The residents who have survived find themselves returning to the lifestyles of their ancestors. They learn how to make use of what grows naturally or can be raised in and around their community; how to make the clothing and furniture they used to buy and the now vacant and crumbling stores on the outskirts of town; and how to entertain themselves in a world without the electrical distractions of the past. In Kunstler’s telling, many of the people of this small community, once the turmoil of the transition has been overcome, gradually embrace the new, slower world they have inherited. They may occasionally long for particular aspects of their past, eating a favorite food from a far-away place or throwing clothes in a washing machine, but in general they find that the peace and serenity of their new lives more than makes up for the additional hard work of the highly localized and completely de-electrified new world.
But their isolation is not complete of course, as the townspeople discover when a religious group called the New Faith arrives from Virginia seeking a quieter and safer corner of the country. Taking advantage of the lack of any functioning government in the community, the group buys some buildings and land, and settles in. Although the new settlers bring additional talents and capabilities into the town, their tendency to remain separate from the community, their religious fervor and their distinct manners and habits lead to an on-going, low level tension between the them and the original townspeople.

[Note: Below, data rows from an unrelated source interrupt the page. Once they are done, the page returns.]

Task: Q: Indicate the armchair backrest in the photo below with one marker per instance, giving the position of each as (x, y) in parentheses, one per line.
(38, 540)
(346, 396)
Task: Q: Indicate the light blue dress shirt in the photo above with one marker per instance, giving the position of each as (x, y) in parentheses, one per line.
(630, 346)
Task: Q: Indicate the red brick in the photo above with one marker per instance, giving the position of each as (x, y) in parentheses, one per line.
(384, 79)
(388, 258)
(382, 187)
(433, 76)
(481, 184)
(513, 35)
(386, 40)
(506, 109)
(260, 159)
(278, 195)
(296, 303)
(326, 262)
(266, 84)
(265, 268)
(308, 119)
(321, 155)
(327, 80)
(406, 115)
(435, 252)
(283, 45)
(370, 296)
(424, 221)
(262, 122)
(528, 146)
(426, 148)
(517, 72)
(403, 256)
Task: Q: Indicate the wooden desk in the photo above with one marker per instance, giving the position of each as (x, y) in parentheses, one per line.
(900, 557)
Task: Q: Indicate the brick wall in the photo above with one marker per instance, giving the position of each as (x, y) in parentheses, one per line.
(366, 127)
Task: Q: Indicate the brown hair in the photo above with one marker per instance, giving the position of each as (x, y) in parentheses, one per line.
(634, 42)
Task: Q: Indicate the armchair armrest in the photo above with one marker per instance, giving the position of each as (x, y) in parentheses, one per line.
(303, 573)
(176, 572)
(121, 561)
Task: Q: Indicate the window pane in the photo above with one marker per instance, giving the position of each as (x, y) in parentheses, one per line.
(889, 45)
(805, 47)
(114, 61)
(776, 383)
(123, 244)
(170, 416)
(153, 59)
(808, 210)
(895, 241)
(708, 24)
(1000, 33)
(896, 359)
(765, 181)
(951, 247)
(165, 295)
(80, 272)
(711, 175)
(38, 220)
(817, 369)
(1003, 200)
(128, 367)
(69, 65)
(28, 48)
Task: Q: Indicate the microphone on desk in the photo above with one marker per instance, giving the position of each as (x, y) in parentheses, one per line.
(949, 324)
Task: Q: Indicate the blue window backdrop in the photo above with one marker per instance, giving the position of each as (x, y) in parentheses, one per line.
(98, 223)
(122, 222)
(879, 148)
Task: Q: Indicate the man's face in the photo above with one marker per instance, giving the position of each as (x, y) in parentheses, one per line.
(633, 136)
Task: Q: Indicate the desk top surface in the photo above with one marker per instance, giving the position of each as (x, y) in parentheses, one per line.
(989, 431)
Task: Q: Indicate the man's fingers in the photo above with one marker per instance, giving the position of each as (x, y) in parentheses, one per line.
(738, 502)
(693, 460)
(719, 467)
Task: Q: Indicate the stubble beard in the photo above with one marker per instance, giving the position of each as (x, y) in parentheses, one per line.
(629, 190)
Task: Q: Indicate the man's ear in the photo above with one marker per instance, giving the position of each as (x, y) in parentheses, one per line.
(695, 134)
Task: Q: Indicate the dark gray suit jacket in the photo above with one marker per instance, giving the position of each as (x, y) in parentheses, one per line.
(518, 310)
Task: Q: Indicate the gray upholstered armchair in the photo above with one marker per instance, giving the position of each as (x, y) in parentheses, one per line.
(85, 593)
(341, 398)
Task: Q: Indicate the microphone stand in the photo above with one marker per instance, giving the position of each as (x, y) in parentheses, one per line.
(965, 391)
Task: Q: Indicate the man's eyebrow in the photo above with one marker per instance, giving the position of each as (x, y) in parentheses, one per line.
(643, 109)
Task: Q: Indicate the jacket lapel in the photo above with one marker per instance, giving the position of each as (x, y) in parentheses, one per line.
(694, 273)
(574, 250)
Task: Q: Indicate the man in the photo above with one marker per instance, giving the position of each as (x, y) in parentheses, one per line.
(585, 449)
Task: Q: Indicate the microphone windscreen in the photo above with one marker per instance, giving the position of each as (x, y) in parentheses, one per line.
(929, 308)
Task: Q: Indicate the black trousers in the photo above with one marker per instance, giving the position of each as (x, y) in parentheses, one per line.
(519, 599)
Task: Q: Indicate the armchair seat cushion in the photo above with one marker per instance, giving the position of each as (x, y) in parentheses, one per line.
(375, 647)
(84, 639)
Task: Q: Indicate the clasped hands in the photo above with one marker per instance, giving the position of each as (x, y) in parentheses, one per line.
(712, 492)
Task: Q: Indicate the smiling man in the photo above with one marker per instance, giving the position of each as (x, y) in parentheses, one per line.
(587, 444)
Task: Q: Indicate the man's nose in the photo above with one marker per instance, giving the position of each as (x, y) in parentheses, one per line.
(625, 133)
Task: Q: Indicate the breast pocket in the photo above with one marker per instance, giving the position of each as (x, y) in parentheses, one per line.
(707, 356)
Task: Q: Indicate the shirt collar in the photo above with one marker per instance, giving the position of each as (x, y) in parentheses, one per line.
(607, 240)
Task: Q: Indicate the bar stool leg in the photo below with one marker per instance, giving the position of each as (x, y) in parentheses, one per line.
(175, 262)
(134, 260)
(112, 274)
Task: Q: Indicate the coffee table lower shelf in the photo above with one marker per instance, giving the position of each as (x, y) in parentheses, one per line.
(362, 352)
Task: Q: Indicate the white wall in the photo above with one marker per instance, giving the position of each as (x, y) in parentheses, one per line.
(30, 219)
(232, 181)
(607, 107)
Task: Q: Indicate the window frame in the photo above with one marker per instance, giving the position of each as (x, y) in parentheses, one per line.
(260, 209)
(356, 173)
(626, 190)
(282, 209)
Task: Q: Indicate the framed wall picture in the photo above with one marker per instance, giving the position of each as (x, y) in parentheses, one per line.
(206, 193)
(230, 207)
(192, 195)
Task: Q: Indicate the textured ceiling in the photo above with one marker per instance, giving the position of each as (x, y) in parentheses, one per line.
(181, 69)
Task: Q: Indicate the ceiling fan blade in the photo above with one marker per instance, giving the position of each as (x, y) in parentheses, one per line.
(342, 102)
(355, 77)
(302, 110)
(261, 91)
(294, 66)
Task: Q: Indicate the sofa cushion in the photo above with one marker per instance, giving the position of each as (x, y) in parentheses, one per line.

The New Faith order as a kind of foil for the townspeople. While the New Faith members are tightly organized in their work and their goals, the townspeople have settled into a kind of apolitical and secular stagnation --- they help one another for the common good, but they remain focused primarily on their own lives, no one taking the initiative to create order or structure in the town as a whole. The arrival of the New Faith group forges a sense among the townspeople that they need to pull together to at least meet this new ‘other’ from a stronger position, and thus new leaders to begin this work.
Kunstler builds the plot slowly, introducing the townspeople and their changed world, and then slowly adding in elements that serve both to build tension for the reader, and to shake the characters out of their settled existence. From the sequence of disasters that pre-date the events of the story, to the description of the new life the people build for themselves and the challenges they face, the author keeps the novel grounded in a realism that actually adds an unsettling quality for the reader, as it becomes easy to imagine oneself in the new world he has created. The one false note for me then, comes very near the end, when the author introduces a bit of the supernatural into the story; it seems to come out of nowhere, and feels out of place. (Having now later read Kunstler’s follow-up novel,
The Witch of Hebron: A World Made by Hand Novel, it becomes clear that the introduction of the supernatural in
World Made by Hand serves as a set-up for a storyline that will apparently be followed in a series of sequels to this opening novel.)
In
World Made by Hand James Howard Kunstler presents a startling vision of an all too easy to imagine future. Unlike other apocalyptic stories, the apocalypse here comes from events that could be ripped from today’s headlines --- no world-wide nuclear war, or asteroid slamming into the Earth, just a relatively isolated series of events that jam the gears of our extremely complex modern society.